Os moradores admitem que os bombeiros não podiam acorrer a tantos sítios ao mesmo tempo, mas passados dois dias após a tragédia e o "desespero" que os assola, fazem agora um apelo.

 

"Da igreja para cima há luz desde ontem de manhã, da igreja para baixo não há luz. O comer que estava nas arcas foi ou vai para o lixo. A água não tem pressão. As empresas que tratem disso: o que está perdido, está perdido, mas não ao menos não deixem desmoralizar as pessoas, como é o meu caso", pediu Vítor Bernardino, antes da despedida.

 

Ao percorrer as estradas entre as aldeias afectadas pelo incêndio que deflagrou no sábado em Pedrógão Grande e alastrou a concelhos vizinhos, o cenário é desolador: centenas ou milhares de hectares consumidos pelas chamas, o cheiro a terra queimada que ainda fumega, árvores arrancadas pela raiz, outras vergadas à força do vento e do fogo, carros carbonizados e casas completamente destruídas, algumas situadas nos vales pintados agora de negro e cinzento.

 

Quando se entra nas aldeias, parecem desabitadas, tão grande é o silêncio, que contrasta com as horas de angústia e pânico vividas.

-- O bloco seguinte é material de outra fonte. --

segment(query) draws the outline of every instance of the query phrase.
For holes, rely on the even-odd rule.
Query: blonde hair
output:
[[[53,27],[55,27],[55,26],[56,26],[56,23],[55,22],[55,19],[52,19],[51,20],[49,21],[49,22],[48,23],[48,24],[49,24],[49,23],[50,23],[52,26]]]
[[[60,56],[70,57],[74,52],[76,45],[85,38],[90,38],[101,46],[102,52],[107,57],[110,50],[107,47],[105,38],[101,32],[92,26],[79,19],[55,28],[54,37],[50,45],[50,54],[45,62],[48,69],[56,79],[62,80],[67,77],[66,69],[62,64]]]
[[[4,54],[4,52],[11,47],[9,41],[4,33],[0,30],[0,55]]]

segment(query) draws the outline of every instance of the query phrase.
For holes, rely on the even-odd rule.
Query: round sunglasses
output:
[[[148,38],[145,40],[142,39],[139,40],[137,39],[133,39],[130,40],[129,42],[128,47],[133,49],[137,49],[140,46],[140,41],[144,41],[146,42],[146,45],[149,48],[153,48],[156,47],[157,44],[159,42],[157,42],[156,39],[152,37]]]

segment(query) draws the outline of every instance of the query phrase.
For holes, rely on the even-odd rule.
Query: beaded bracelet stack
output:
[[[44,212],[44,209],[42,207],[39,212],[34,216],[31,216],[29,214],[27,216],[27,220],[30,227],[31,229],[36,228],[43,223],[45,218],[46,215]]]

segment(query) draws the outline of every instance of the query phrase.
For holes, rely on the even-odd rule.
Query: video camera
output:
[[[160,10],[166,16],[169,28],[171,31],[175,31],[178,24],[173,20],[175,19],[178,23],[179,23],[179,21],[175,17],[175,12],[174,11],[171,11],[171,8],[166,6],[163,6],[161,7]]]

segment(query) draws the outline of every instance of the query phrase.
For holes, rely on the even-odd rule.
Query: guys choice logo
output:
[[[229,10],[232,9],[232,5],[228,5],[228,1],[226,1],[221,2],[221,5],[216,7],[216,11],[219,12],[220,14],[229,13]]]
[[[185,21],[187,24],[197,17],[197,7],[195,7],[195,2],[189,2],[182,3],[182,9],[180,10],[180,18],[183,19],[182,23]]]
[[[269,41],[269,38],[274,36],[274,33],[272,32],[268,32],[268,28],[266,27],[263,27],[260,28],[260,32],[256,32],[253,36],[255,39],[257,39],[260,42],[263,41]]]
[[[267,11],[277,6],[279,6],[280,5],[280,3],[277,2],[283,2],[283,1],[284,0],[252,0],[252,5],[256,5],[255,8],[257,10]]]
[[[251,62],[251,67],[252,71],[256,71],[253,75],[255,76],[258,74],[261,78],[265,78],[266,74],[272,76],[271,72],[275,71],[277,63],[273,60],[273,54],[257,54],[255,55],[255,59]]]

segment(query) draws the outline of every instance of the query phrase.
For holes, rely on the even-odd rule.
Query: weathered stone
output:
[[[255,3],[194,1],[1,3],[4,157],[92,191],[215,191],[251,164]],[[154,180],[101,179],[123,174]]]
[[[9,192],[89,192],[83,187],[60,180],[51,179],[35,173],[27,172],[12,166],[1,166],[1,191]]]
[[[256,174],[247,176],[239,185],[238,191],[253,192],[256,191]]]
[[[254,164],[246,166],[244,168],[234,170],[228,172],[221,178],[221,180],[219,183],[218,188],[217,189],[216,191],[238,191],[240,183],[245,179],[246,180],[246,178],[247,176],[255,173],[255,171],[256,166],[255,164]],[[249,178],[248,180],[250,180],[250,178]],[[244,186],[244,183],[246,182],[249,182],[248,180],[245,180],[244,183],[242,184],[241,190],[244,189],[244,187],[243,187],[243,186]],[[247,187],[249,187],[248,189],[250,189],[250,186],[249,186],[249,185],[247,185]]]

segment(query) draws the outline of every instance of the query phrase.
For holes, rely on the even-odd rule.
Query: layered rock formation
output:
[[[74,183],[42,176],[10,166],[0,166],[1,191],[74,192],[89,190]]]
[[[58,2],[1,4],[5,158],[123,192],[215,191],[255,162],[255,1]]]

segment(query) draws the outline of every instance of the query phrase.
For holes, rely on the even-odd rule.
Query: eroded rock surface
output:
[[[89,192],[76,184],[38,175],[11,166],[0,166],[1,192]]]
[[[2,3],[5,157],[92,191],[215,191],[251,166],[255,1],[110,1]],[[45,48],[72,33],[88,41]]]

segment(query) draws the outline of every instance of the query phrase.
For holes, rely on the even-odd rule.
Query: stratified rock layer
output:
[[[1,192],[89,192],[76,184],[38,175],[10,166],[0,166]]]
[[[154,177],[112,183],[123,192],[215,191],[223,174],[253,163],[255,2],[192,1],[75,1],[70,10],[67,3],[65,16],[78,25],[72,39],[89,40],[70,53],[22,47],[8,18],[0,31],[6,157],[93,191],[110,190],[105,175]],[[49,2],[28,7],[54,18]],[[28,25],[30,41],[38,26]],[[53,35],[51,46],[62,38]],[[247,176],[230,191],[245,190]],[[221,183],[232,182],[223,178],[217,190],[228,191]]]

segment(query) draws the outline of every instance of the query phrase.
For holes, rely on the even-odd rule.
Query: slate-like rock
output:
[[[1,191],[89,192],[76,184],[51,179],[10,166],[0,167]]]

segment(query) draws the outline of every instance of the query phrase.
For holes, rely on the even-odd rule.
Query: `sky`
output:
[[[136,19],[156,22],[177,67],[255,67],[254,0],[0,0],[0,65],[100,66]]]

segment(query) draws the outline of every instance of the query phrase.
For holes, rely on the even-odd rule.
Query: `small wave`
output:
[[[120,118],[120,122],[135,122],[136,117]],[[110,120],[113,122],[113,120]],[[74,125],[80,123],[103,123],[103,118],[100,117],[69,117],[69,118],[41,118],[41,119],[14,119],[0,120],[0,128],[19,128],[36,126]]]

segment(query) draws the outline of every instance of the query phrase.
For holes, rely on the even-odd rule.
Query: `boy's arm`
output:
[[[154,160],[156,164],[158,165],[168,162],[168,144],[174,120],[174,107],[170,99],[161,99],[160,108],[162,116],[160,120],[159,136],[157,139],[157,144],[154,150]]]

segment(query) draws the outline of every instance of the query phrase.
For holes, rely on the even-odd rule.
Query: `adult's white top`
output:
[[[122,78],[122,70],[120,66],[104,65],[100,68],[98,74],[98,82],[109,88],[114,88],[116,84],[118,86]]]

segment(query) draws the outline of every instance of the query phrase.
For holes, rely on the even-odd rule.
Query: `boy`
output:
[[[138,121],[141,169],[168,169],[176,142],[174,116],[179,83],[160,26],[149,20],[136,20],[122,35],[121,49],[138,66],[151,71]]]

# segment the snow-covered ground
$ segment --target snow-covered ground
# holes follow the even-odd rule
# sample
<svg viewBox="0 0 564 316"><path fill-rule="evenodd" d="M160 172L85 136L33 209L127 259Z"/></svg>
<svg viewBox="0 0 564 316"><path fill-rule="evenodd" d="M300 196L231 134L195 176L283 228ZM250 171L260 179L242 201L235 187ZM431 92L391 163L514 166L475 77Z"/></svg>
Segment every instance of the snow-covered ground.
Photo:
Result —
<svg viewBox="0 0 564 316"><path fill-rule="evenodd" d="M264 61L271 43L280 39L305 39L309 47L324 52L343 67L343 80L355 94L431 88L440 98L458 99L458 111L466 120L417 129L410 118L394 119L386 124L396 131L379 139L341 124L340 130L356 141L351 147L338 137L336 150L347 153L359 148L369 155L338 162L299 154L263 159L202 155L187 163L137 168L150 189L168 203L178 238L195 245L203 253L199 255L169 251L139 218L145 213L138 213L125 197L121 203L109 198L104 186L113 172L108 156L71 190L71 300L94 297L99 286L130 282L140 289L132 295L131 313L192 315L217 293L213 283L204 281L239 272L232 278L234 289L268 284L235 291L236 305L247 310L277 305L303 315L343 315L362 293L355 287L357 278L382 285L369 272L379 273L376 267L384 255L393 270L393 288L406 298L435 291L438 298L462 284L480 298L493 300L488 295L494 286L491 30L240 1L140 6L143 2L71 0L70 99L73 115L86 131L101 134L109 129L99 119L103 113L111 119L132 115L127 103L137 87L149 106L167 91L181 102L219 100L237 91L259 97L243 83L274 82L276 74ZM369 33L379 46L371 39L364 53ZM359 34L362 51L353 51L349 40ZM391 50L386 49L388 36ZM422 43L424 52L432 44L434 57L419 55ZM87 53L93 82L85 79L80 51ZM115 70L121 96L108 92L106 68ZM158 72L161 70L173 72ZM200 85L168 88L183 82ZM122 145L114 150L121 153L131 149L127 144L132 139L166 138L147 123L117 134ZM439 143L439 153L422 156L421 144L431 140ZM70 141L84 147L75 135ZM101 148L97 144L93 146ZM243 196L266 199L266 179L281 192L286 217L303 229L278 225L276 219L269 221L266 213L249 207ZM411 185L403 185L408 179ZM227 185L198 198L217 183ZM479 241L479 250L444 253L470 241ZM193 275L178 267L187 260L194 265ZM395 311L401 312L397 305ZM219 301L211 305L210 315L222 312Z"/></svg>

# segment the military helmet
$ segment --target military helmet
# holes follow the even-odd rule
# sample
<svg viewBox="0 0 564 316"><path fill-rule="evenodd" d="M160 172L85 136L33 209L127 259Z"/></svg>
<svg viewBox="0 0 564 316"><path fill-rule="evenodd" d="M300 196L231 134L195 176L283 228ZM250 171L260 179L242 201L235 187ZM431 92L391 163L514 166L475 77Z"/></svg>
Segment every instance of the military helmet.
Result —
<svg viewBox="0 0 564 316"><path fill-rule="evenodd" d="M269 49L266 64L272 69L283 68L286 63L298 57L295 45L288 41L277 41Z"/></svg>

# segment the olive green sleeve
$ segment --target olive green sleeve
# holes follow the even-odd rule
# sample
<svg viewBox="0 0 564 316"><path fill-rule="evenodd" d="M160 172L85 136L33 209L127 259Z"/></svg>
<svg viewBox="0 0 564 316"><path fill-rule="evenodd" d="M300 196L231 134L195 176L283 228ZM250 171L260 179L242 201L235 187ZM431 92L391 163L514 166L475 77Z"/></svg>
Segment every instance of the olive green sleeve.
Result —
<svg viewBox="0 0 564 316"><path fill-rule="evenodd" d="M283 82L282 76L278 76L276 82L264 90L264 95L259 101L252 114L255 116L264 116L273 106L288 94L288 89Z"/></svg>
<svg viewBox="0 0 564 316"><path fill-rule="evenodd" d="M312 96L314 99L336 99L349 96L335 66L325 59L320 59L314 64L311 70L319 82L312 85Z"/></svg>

Os olhares das pessoas carregam a tristeza da perda e a incerteza do que o futuro lhes reserva perante tão grande dolorosa experiência.

 

"Tenho sete primos que morreram queimados, mas eu estou viva, o meu pai e a minha mãe estão vivos, alguns familiares do meu lado estão vivos, da parte o meu marido morreram. Ainda não estou muito em mim", conta de lágrimas nos olhos Isabel Carvalho, moradora na localidade de Casal de Além.

 

A meia dúzia de metros permanece o esqueleto de um automóvel consumido pelas chamas há 48 horas, perante a impotência do proprietário, que se limitou a observar a destruição, quando se encontrava num café ali ao lado, no qual arderam alguns anexos.

 

"Tenho 55 anos, estou aqui há trinta e tal anos, e nunca vi nada disto na minha vida. Começou a escurecer, ficámos sem luz, vou à janela do meu quarto e começo a ver umas chamas amarelas... foi num espaço de minutos, aquilo começou a alastrar. Estivemos toda a noite em vigia", relatou Isabel Carvalho, que com meia dúzia de vizinhos conseguiram defender as casas, e pede ajuda às autoridades.

 

A caminho da localidade de Valongo, o fumo permanece constante e intenso. Há muitas árvores caídas desviadas pera as bermas, fios e postes de electricidade e telecomunicações contorcidos.

 

Ao entrar no pequeno lugar isolado, vizinho de Escalos Fundeiros, onde o incêndio teve origem, o silêncio ensurdecedor só foi quebrado pela presença de Maria Bernardo, 54 anos, que hoje decidiu ficar em casa em vez de ir trabalhar, com receio de que as chamas regressem.

 

"Foram momentos muito complicados. Há duas noites que não vou à cama. Andamos sem vontade para nada. Hoje tinha patroa e não fui [trabalhar]. A minha casa é importante. O meu marido foi trabalhar, porque trabalha na junta de freguesia e já estavam a chamá-lo de manhã para ir outra vez para o fogo", relatou Maria Bernardo, que espera que esta tragédia nunca mais seja esquecida.

 

Ao lado da sua habitação está um armazém que guardava carrosséis e outras diversões itinerantes, que foi totalmente consumido pelas chamas. Restam apenas os ferros torcidos pelo calor do fogo e as memórias das alegrias proporcionadas.